The FTSE 100 group has a proven profitability model, though it is somewhat specific to the advantages it enjoys in UK, such as a premium position and higher than average baskets.
“We believe that challenge from micro fulfilment centre (MFC) based competitors are growing with retailers embracing the more flexible, relatively capital-light models,” analysts at the bank said.
“Signs of greater engagement with global retail partners again and/or a significant improvement in the customer fulfilment centre economics could potentially make us more positive going forward while greater evidence of profitability of the competing systems could potentially make us more negative.”
Ocado recently signed a contract with Alcampo in Spain, with a first CFC in the Madrid region scheduled for 2024 and more likely to be announced in the future.
But the evidence of success of the MFC-based competitors poses challenges for future contract wins: for example, Takeoff Technologies is expanding its presence with rollout of its MFCs in Australia with Woolworths and Albertsons in the US with six more to open in 2021.

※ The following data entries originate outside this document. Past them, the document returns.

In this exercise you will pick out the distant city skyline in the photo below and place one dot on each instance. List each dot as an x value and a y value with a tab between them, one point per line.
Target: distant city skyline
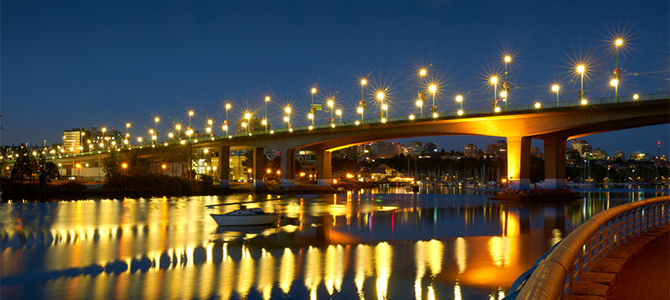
103	64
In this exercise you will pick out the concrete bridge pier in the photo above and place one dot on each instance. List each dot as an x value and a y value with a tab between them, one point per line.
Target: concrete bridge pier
518	161
224	167
258	167
287	167
554	163
323	170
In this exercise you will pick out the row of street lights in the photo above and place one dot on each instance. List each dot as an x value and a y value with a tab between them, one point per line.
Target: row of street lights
381	97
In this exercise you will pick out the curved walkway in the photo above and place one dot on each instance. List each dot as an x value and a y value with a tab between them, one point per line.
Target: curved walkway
648	277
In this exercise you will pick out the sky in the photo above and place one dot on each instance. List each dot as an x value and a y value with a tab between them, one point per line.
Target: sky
67	64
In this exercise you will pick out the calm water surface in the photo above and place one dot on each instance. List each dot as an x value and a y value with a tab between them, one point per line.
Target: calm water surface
360	246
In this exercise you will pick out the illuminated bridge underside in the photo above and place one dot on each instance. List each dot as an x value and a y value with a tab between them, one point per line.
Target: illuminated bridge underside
553	125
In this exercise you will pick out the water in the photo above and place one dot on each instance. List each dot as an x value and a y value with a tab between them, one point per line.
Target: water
366	246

Tesco PLC (LSE:TSCO) also said its first MFC has achieved full capacity of around 650 orders per day, while its second is larger MFC is targeting 1,000 orders per day as it looks to add another ten MFCs a year over the next few years.
More woes are coming from platforms such as Deliveroo, Uber Eats and instant grocery providers like Gorillas.
UBS cut its target price to 2,100p from 2,300p and maintained its ‘neutral’ rating.
It also downgraded underlying earnings (EBITDA) expectations to GBP79mln from GBP98mln for this year and to GBP136mln from GBP181mln for the next.
Shares shed 2% to 1,973.17p on Tuesday afternoon.